On pourrait alors penser que les ordres professionnels participent sciemment au rayonnement de la langue française au Québec. Toutefois, dans une autre décision rendue la même année, le comité de discipline des acupuncteurs se défend de jouer un rôle actif de francisation. L’organe rappelle à ce titre que la mission des ordres professionnels consiste uniquement à s’assurer que leurs membres ont toutes les compétences requises pour exercer. Or, il s’avère qu’au regard de l’usage intensif de la communication verbale au travail, la compétence langagière est essentielle pour servir les clients adéquatement.


L’obligation de posséder et de maintenir une connaissance suffisante de la langue officielle


L’exigence de posséder les raffinements du vocabulaire technique lié à la profession était déjà prévue par l’article 35 de la CLF. Celui-ci dispose en effet que les ordres professionnels ne peuvent délivrer de permis qu’aux personnes qui ont une connaissance de la langue officielle appropriée au regard de leur domaine d’activité.
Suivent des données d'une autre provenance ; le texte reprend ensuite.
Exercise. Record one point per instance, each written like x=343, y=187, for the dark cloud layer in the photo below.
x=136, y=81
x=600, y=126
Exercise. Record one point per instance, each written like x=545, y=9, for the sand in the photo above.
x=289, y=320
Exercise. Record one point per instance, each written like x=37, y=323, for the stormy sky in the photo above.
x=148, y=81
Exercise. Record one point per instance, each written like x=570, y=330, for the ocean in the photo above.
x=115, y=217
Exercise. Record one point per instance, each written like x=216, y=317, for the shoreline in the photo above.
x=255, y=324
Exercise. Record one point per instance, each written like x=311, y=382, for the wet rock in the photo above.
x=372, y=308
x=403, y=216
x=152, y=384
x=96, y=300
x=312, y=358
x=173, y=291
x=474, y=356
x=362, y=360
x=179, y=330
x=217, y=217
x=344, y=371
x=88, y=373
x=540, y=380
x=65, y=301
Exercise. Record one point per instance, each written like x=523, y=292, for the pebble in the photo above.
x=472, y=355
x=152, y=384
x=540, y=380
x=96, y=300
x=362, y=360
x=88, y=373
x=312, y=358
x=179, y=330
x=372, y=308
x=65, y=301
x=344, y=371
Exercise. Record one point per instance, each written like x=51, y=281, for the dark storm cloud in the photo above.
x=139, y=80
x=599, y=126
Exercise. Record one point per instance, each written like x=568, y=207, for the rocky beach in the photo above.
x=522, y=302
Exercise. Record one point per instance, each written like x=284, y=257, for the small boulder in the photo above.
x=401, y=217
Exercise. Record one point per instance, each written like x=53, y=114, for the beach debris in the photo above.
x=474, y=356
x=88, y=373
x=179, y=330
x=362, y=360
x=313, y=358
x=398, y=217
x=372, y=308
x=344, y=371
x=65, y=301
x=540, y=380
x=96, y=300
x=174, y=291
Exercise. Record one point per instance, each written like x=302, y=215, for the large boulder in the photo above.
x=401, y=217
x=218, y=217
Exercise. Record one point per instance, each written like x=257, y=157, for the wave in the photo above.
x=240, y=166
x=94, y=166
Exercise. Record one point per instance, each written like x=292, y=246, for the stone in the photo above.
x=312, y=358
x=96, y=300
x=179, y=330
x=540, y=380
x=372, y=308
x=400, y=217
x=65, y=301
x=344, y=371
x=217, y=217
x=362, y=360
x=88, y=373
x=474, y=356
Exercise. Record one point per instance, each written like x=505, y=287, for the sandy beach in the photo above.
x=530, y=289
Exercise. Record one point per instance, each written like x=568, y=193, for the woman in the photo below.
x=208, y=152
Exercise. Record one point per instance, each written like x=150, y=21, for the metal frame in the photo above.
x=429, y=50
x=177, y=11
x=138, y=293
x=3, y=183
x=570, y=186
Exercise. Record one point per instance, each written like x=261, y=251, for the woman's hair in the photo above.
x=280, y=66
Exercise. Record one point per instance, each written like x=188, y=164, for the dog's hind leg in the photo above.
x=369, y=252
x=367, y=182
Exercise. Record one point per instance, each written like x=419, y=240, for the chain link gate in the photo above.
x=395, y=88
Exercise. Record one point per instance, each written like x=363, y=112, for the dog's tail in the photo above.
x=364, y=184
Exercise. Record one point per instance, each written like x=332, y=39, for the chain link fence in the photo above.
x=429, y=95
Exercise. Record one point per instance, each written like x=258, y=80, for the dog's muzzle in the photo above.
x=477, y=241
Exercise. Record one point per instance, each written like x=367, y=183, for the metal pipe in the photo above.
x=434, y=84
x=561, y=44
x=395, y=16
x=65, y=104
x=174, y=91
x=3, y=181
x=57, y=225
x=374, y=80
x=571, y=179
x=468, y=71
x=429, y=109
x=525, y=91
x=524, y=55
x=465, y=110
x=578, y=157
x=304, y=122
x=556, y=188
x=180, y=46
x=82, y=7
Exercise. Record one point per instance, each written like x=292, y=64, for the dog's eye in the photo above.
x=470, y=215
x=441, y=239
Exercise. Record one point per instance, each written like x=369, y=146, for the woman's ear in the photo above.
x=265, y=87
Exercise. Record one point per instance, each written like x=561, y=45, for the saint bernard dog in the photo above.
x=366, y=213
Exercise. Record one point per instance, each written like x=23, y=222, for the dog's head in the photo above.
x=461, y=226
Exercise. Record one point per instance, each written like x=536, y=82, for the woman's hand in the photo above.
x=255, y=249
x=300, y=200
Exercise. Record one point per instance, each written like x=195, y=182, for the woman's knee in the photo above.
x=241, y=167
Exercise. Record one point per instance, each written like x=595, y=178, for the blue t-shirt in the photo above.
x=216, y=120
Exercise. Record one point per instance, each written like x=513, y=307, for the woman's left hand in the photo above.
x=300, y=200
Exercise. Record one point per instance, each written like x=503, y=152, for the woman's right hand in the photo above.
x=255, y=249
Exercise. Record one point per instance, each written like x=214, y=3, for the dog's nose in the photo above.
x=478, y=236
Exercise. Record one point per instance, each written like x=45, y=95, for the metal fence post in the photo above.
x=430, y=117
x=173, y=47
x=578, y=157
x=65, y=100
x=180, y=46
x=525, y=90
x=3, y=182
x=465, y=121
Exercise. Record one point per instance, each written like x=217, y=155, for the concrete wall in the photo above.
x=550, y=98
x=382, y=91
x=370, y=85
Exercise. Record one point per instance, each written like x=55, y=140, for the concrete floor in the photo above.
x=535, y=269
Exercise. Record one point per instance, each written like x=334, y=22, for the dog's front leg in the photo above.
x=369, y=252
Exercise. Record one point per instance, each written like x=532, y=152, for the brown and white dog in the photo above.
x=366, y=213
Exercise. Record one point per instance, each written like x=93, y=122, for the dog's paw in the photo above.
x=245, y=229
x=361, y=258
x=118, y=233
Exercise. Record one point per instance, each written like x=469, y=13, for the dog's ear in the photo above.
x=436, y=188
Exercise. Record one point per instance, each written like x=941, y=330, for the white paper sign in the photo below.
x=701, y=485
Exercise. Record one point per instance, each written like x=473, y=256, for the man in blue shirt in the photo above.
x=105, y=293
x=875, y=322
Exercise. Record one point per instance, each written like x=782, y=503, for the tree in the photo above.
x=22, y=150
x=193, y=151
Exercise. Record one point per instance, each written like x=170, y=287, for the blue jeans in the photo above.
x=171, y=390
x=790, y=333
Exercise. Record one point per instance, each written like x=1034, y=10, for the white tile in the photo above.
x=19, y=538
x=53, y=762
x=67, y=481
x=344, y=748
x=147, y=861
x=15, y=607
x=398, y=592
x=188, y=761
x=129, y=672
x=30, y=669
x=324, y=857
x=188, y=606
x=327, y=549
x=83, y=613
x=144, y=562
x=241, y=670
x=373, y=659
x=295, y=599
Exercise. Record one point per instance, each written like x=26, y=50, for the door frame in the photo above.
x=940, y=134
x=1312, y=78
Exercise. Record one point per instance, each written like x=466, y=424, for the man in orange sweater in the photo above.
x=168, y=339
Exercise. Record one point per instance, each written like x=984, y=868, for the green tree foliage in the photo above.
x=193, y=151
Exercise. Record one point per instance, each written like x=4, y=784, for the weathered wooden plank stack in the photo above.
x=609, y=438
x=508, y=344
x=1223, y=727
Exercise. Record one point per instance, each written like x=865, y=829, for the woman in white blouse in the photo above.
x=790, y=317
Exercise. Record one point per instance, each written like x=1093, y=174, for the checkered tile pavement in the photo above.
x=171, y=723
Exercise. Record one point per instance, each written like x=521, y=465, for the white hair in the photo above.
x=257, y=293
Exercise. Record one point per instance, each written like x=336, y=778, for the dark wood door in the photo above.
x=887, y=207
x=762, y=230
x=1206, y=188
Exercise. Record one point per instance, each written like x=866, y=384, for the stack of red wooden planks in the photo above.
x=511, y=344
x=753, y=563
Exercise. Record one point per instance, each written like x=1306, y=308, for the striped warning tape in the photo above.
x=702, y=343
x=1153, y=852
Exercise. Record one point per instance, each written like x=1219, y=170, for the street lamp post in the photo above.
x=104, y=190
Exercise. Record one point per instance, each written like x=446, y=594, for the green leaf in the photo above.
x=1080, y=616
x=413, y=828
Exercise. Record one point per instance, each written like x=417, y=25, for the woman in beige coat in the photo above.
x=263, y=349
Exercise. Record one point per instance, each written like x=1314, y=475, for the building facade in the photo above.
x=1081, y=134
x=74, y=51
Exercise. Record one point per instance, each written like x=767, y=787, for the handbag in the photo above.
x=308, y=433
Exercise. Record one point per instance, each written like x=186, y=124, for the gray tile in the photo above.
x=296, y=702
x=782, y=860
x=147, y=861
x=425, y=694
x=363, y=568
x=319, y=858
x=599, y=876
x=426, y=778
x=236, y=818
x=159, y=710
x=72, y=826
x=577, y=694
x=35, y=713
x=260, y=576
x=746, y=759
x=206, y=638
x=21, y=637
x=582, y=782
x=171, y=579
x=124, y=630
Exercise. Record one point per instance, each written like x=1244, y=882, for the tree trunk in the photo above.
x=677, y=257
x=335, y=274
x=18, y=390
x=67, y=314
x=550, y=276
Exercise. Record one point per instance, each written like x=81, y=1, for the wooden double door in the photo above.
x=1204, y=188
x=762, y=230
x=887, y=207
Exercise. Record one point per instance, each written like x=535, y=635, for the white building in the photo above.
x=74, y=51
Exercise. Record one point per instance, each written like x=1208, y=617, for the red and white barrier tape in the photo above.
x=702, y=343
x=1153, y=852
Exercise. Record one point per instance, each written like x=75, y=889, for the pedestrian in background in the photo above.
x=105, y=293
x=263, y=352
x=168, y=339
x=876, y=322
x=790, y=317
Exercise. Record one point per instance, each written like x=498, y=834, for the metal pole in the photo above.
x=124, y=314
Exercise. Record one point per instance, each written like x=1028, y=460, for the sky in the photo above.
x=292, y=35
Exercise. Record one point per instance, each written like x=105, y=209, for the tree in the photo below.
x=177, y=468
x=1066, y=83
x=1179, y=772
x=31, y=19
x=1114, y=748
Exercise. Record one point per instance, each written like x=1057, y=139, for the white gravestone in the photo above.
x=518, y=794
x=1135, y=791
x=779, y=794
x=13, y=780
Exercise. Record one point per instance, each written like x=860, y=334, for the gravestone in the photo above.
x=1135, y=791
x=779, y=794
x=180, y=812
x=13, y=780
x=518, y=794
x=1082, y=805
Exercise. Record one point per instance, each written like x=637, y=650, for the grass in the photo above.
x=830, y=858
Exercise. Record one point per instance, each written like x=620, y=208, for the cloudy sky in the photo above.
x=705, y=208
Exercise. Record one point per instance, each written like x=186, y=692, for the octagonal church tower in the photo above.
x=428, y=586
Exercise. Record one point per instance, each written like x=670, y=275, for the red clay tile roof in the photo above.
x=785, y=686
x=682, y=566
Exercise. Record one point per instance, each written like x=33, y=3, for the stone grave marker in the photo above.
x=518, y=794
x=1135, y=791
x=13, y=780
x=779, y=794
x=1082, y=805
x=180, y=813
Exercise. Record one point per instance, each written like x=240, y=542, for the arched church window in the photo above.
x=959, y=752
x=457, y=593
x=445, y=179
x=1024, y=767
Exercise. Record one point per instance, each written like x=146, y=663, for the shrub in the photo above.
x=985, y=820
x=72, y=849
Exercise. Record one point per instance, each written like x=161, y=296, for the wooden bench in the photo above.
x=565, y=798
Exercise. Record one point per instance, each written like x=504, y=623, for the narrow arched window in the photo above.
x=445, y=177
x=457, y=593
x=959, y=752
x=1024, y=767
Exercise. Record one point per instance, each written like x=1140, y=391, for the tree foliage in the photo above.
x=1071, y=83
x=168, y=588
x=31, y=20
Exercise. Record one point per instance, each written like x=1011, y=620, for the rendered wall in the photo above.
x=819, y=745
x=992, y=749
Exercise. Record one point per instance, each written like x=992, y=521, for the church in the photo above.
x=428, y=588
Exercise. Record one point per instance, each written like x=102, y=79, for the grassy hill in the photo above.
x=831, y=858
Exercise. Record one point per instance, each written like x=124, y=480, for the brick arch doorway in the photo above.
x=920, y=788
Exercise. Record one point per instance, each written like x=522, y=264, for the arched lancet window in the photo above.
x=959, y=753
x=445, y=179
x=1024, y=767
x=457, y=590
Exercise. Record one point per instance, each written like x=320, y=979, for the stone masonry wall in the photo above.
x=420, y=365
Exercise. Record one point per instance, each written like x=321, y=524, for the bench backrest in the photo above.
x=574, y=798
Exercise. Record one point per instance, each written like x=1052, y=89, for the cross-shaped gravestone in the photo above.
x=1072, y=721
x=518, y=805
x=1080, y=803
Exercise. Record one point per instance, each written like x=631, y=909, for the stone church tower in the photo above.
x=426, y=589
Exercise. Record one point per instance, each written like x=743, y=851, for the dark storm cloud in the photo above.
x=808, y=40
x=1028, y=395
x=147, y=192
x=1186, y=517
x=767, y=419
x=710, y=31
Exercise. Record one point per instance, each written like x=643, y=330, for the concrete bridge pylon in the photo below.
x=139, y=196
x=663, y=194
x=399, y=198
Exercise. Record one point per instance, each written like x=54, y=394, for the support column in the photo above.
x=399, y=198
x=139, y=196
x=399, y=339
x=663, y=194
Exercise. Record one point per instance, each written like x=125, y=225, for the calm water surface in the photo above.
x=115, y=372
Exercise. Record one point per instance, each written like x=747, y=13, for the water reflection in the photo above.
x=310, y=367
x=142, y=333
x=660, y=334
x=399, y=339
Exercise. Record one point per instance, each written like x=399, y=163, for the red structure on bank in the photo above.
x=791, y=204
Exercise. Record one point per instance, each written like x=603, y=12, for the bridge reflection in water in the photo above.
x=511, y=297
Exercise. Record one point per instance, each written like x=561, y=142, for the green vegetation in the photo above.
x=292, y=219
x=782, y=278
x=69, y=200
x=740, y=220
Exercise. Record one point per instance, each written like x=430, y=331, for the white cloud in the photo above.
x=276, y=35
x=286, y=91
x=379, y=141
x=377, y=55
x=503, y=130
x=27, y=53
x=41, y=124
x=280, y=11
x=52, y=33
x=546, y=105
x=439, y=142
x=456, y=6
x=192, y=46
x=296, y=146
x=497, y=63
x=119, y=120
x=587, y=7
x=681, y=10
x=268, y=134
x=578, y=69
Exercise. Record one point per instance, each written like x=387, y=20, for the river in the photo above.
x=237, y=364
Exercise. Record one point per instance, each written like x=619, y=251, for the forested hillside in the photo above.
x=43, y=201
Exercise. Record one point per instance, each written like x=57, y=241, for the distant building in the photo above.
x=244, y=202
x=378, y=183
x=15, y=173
Néanmoins, l’article 35.1 qui accompagne l’entrée en vigueur de la Loi 96 permet de consolider cette obligation, en rendant obligatoire le maintien dans le temps de cette connaissance appropriée. Au surplus, l’article 35.2 intègre un mécanisme de mise en conformité permettant aux ordres professionnels, pour des motifs sérieux, d’imposer aux membres ne remplissant pas ces conditions de recouvrer une connaissance appropriée du français par l’intermédiaire de cours de perfectionnement.


L’obligation de fournir des documents en français sans frais de traduction


L’article 30.1 de la CLF dispose que les ordres professionnels doivent fournir en français et sans frais de traduction tout avis, opinion, rapport, expertise ou autre document qu’ils rédigent à toute personne autorisée à les obtenir et qui leur en fait la demande.


À certains égards, cet article renverse la décision R c. Sutton de 1983, dans laquelle le tribunal avait donné raison à l’orthopédiste qui avait réclamé à son patient des frais additionnels afin de traduire un rapport médical de l’anglais vers le français. Dans cette affaire, les juges étaient également parvenus à la conclusion que la gratuité d’une telle traduction ne pouvait être accordée que si le patient en faisait la demande au moment de bénéficier du service en question.


En 2013, les auteurs Klinck, Ravon, Dubois et Hachey critiquaient déjà cette conclusion en soulignant qu’au regard de l’article 30 de la CLF, l’offre de service en français devait être « active », c’est-à-dire générale et permanente. En d’autres termes, le fait que la traduction gratuite d’un document en français soit assujettie à une demande préalable de la part du patient n’était pas compatible avec l’objet de l’article 30 de la CLF.


Il convient en outre de rappeler que cette exigence de gratuité s’impose aussi bien aux professionnels exerçant dans le secteur public qu’à ceux affiliés au secteur privé (Bouffard c. Janvier, 2005)


L’obligation pour le professionnel de s’inscrire auprès de l’Office québécois de la langue française (OQLF)


Parmi les autres nouveautés introduites par la Loi 96, on observe une volonté d’étendre la portée de l’article 139 de la CLF. Ainsi, à partir du 1er juin 2025, les entreprises qui emploient au moins 25 employés (contre 50 précédemment) durant une période de six mois devront s’inscrire auprès de l’OQLF.


Cette inscription s’accompagne d’une obligation de transmettre à l’Office une analyse de la situation linguistique de l’entreprise. Par l’entremise de ce rapport, l’OQLF souhaite s’assurer que l’usage du français est généralisé à tous les paliers décisionnels des sociétés québécoises. À défaut d’une telle constatation, l’Office imposera à l’entreprise, en vertu de l’article 140 de la CLF, l’obligation de suivre un programme de francisation.


Ces quatre exigences étant posées, le professeur Rousseau rappelle au besoin que ce corpus de normes, qu’elles soient anciennes ou nouvellement introduites par la Loi 96, ne vise qu’à assurer la qualité et la préservation du français en tant que langue officielle provinciale.


Au surplus, il souligne qu’en vertu de l’article 89 de la CLF, absolument rien ne s’oppose à l’usage concomitant de plusieurs langues au Québec dans tous les cas où la loi n’exige pas l’emploi exclusif de la langue officielle.